The claims are denied. The Barclays also opposed his application for further discovery saying it would be unduly oppressive as full disclosure had already been made as part of last year's case in London.
Belfast-born Mr McKillen drew down a number of property loans from the former Anglo Irish Bank, now IBRC, part of which were secured on his shares in an England registered company called Coroin Ltd, the judge said. Part of the loan facility, of around €300m, was secured on Mr McKillen's shares in Coroin, which was the company at the centre of last year's London High Court case.
Mr Justice White said while there was substantial court-ordered discovery during the London case, the reliefs sought by Mr McKillen in Ireland are different. The focus of this case is the attempt by the Barclay interests to acquire Mr McKillen's loans with IBRC.
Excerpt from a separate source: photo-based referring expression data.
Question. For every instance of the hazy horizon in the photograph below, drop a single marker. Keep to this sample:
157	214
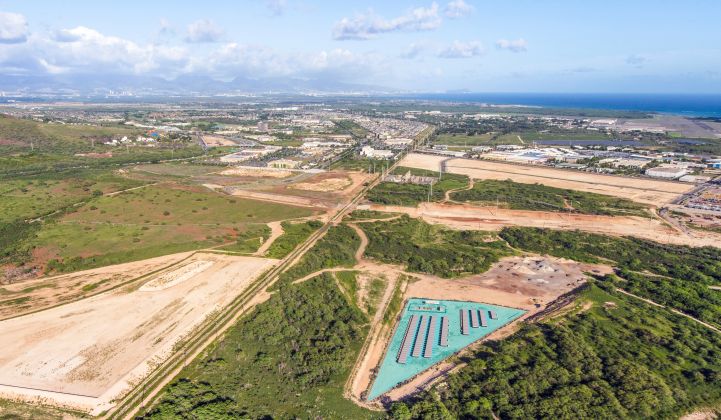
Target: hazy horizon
408	46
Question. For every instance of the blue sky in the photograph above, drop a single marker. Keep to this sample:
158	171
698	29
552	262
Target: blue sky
478	45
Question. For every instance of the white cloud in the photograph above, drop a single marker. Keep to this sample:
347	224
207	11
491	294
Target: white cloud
165	27
636	60
276	7
204	30
517	45
457	9
13	28
463	50
414	50
83	49
368	25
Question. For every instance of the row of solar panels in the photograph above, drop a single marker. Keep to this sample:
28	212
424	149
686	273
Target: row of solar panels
475	315
422	338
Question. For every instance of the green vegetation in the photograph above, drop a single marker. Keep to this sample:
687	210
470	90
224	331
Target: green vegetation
149	222
621	358
249	241
288	359
394	305
693	298
348	281
33	196
464	140
432	249
31	147
336	249
412	194
293	235
14	238
540	197
361	164
376	287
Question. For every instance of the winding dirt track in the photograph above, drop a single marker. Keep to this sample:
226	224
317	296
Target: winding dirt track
643	190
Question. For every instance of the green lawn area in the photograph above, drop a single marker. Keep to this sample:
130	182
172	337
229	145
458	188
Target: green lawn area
289	358
34	196
540	197
153	221
174	203
293	235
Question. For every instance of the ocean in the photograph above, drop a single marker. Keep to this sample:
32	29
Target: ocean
690	105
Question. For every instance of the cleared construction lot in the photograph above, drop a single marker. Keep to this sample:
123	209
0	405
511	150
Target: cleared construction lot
642	190
469	217
87	353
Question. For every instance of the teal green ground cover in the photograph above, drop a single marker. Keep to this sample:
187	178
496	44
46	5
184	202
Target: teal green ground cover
392	373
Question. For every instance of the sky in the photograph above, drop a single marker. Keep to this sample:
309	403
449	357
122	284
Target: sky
589	46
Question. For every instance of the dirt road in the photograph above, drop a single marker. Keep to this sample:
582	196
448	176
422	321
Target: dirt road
643	190
69	355
276	230
470	217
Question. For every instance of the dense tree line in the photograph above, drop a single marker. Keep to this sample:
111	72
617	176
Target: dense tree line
287	359
621	359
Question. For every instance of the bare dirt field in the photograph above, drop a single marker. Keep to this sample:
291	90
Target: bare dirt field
213	141
87	353
642	190
324	185
39	294
528	283
280	198
470	217
256	172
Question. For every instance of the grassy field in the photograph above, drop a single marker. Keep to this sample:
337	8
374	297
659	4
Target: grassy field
411	194
611	357
248	241
152	221
540	197
34	196
336	249
463	140
54	147
431	248
293	235
289	358
17	134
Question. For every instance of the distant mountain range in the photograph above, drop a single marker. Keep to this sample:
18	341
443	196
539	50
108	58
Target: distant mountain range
183	85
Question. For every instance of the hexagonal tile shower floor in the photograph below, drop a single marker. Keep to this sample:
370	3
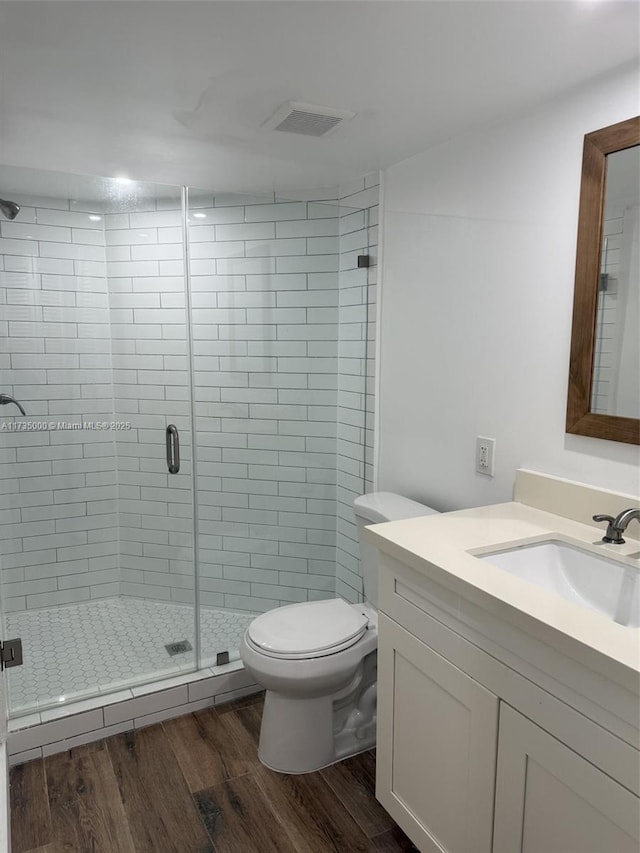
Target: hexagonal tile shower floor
79	650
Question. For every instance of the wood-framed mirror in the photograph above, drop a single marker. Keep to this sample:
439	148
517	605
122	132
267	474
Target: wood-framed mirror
604	371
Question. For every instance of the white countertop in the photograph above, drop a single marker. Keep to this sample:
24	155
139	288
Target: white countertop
438	546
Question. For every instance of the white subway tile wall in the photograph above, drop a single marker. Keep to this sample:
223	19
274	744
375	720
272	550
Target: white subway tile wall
94	328
58	525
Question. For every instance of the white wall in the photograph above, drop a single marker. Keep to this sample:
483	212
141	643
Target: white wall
478	271
356	371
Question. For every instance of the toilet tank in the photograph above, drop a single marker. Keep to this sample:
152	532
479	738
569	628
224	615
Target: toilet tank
375	508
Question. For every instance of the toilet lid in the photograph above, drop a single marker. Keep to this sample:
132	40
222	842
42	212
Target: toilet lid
310	629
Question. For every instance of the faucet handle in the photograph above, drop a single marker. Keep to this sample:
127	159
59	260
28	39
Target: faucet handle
613	535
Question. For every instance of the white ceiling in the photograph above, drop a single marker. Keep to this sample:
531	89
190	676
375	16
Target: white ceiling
177	91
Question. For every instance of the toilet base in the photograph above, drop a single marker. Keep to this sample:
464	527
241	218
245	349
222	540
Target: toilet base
301	735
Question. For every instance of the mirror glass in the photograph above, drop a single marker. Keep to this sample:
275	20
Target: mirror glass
615	386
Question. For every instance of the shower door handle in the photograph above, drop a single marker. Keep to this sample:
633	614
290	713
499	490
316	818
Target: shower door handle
173	449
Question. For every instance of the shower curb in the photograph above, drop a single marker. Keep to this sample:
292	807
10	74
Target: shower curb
44	733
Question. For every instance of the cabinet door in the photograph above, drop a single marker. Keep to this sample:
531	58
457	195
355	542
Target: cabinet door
437	735
551	800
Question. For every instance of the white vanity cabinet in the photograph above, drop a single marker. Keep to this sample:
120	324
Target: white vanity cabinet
475	752
551	800
437	735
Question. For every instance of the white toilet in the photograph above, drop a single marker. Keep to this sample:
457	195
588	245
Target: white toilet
318	663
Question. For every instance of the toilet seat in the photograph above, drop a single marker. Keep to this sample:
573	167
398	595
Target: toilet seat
308	630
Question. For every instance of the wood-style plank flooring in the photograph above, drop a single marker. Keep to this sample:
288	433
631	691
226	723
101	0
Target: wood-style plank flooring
195	785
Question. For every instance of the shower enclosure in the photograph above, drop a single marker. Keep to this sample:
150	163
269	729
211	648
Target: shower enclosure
192	367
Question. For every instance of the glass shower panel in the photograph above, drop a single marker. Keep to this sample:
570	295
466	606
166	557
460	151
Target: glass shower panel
264	276
96	536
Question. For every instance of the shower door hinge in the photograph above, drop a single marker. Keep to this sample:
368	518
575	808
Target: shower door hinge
10	654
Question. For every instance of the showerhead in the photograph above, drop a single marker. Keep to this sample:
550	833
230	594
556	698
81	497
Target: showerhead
9	208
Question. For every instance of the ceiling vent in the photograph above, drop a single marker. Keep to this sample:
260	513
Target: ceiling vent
307	119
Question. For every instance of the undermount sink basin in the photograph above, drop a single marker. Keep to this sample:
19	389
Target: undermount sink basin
593	581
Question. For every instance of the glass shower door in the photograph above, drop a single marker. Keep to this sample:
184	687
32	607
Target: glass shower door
96	516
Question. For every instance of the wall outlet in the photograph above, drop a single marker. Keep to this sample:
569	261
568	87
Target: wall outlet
485	451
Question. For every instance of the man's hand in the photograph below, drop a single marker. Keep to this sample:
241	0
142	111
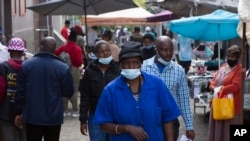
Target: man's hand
19	121
84	129
190	134
137	132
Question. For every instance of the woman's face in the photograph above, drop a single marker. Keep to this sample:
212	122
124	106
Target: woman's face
230	56
131	63
103	51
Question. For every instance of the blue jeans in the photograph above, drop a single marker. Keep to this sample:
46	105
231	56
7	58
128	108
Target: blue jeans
95	132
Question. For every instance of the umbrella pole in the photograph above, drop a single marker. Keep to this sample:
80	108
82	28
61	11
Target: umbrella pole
219	47
243	72
86	29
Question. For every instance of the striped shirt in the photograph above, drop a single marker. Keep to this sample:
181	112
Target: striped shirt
175	79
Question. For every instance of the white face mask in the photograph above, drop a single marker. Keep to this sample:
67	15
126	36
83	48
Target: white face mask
105	61
131	73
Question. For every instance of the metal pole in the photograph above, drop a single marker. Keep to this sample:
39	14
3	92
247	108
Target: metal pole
3	40
243	72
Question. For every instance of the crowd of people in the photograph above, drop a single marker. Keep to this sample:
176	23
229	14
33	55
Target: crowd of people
134	90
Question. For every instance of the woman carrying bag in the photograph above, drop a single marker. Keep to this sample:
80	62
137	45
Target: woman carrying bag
228	77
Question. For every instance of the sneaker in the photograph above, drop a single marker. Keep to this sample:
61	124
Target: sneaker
66	114
75	114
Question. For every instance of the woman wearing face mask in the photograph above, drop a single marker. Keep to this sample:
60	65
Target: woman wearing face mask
229	78
136	106
97	74
148	50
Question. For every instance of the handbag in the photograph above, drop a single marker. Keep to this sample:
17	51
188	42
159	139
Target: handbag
223	107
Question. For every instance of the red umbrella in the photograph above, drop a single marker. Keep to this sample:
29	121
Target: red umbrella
162	16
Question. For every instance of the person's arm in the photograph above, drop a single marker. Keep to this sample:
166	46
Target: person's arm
236	82
78	61
84	102
20	92
168	130
2	89
67	84
184	104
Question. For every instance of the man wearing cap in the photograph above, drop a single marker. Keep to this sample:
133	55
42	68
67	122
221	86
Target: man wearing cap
131	108
65	30
173	75
4	54
8	74
97	75
41	83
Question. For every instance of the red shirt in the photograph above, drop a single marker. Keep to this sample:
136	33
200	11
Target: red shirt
65	32
74	51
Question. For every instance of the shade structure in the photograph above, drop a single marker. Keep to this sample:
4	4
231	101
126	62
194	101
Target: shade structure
218	26
121	17
80	7
162	16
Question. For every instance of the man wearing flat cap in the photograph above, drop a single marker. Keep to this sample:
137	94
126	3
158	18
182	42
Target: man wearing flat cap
131	108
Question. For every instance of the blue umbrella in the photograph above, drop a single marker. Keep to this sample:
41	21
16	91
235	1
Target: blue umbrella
217	26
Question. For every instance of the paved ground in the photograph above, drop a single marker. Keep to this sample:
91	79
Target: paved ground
71	128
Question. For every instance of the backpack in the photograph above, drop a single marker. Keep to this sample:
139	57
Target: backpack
65	56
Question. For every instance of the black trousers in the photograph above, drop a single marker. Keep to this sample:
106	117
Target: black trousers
38	132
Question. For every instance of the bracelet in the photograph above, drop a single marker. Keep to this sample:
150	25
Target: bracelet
116	129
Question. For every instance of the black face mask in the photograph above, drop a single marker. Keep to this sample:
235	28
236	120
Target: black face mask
232	63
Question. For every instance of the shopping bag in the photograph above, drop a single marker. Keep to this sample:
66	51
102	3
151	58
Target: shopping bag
223	107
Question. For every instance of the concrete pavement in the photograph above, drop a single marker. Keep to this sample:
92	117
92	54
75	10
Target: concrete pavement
71	128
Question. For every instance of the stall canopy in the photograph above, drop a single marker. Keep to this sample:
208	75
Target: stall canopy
132	16
162	16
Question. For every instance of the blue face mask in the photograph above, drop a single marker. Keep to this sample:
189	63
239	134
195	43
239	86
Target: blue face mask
105	61
131	73
149	47
165	63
However, the judge said, Mr McKillen seeks to introduce into the Irish proceedings matters which were the focus of extensive evidence and argument during the English case.
In relation to the claim against the Barclays of wrongdoing in their efforts to acquire the McKillen loans prior to the appointment of the special liquidators to IBRC in February 2013, there is an overlap between the English and Irish cases, the judge said.
There had been some discovery of communications between the Barclay interests and the Department of Finance, NAMA and IBRC but the court accepted this was not the primary focus of the English case.
An issue in relation to the deletion of material, including text messages, by both the McKillen and Barclay sides had been raised during this discovery application and which were the subject of considerable attention in the English case. While there should be no further issue about this for next month's hearing, the court would expect that any deleted emails could be recovered.
In relation to allegations by Mr McKillen over the Barclays’ obligations under the shareholders agreement, and that the Irish court should interpret that agreement in the context of Irish law, the judge was satisfied that discovery provided under this heading during the English case had been sufficient.
The judge said it was appropriate for him to consider the claim that further discovery by the Barclays would be unduly oppressive. However, he said, the order for discovery he was making was aimed specifically at the Barclays' efforts to acquire the McKillen loans.
It was therefore appropriate for the court to draw the inference, based on information already disclosed, that this was under the control of senior Barclay executives.
It “should not be an unduly difficult task to trace any relevant documentation and communications" between the various Barclay defendants in relation to "the determination of the Barclay interests to acquire these loan facilities", he said.